The costs of cancer care today have far-reaching implications, with the effects of the high prices of biologic medications inserting themselves in all facets of patient life. Patients often do not fill critically needed prescriptions, bypass important diagnostic tests altogether, or fail to even make appointments to see their healthcare providers, Oubre pointed out. But there are solutions that enable easier access to care.
In May 2019, the FDA released its final guidance on biosimilars. These lower-cost alternatives are interchangeable to reference biologics because they “can be expected to produce the same clinical result as the reference product in any given patient.” And healthcare providers, and their patients, should have ready access to this more affordable treatment option.
Instead, biologic originator medications continue to be preferentially prescribed, often due to “anticompetitive rebating practices,” Oubre noted. “Where biosimilars, which are certified as clinically equivalent by the FDA, are the correct treatment option, failure to prescribe them is a failure to address financial toxicity.” This toxicity amounted to an almost 75% increase in 2018 net spending on biologics.
These “fail-first” policies amount to insurers effectively eliminating the lower-cost biosimilars as a treatment option for patients to choose over their more expensive originator biologics.
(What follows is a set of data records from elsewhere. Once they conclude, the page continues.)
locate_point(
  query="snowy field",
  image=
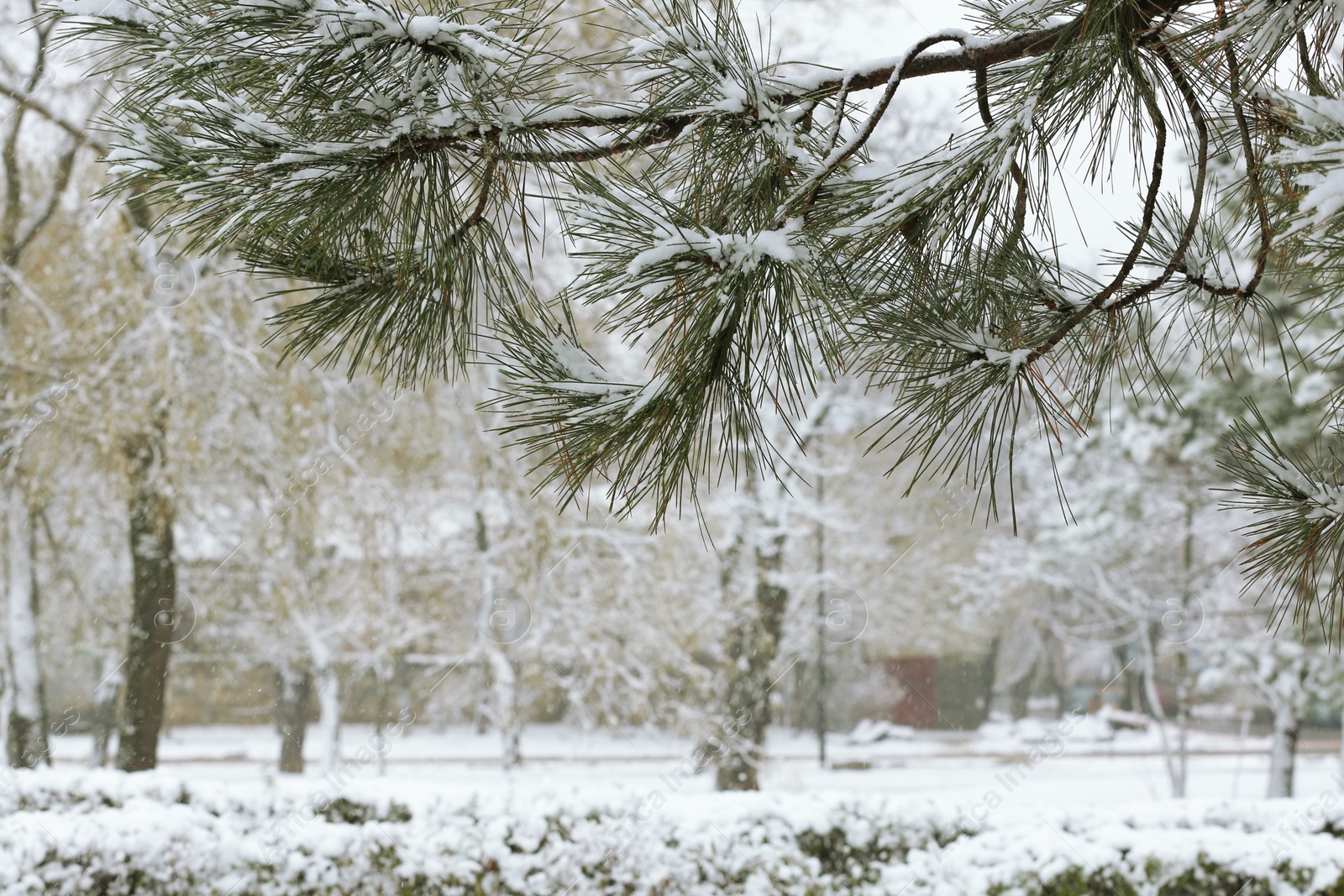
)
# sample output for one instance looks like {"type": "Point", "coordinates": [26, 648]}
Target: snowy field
{"type": "Point", "coordinates": [1089, 766]}
{"type": "Point", "coordinates": [1005, 810]}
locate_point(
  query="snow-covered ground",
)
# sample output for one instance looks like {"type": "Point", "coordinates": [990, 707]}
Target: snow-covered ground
{"type": "Point", "coordinates": [1086, 766]}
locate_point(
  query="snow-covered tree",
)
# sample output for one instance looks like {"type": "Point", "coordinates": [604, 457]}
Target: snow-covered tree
{"type": "Point", "coordinates": [737, 231]}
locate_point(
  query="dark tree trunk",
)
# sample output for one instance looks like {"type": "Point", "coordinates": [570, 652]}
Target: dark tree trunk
{"type": "Point", "coordinates": [27, 745]}
{"type": "Point", "coordinates": [292, 712]}
{"type": "Point", "coordinates": [154, 602]}
{"type": "Point", "coordinates": [752, 649]}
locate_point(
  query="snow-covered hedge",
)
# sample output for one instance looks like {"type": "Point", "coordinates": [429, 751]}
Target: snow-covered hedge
{"type": "Point", "coordinates": [107, 833]}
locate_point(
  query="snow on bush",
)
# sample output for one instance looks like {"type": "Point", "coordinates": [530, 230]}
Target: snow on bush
{"type": "Point", "coordinates": [111, 833]}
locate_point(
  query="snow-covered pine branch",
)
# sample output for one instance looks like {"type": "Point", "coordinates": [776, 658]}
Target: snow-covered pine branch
{"type": "Point", "coordinates": [738, 237]}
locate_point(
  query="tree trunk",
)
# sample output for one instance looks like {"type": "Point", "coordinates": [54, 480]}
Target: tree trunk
{"type": "Point", "coordinates": [1283, 754]}
{"type": "Point", "coordinates": [1019, 694]}
{"type": "Point", "coordinates": [26, 730]}
{"type": "Point", "coordinates": [154, 602]}
{"type": "Point", "coordinates": [504, 705]}
{"type": "Point", "coordinates": [292, 699]}
{"type": "Point", "coordinates": [1148, 656]}
{"type": "Point", "coordinates": [328, 725]}
{"type": "Point", "coordinates": [501, 669]}
{"type": "Point", "coordinates": [104, 721]}
{"type": "Point", "coordinates": [753, 647]}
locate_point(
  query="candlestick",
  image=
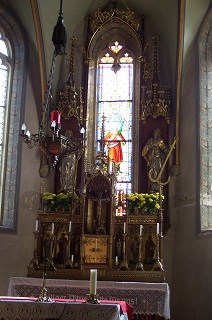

And manufacturers are using questionable rebating practices to force this choice. Last summer, the Federal Trade Commission opened an investigation into the contracting practices of Johnson & Johnson’s for infliximab originator, and auto-immune drug, Remicade.
Despite claims that rebates benefit their insured populations as a whole, insurers avoiding the competition of biosimilars by not even providing them as an option does nothing to stem long-term price growth. And with more and more oncology biosimilars entering the market, healthcare providers should be able to help their patients reduce their out-of-pockets costs while providing the highest-quality care available, which will lead to savings over time. It’s simply a matter of being able to provide the choice, she wrote.
With the FDA’s updated guidance allowing pharmacists to substitute biosimilars for originator biologics, as they can for small-molecule generics and their brand name counterparts, progress is being made. In October, UnitedHealthcare even added biosimilar bevacizumab (Mvasi) and biosimilar trastuzumab (Kanjinti) to its lists of preferred products for commercial and community plans. But much remains to be done.
“The oncology provider community should demand better, making clear that antibiosimilar formulary policies infringe on providers’ ability to offer care in a manner that promotes the best outcomes for our patients,” Oubre emphasized. “Biosimilars may hold the key to savings for patients struggling with financial toxicity.”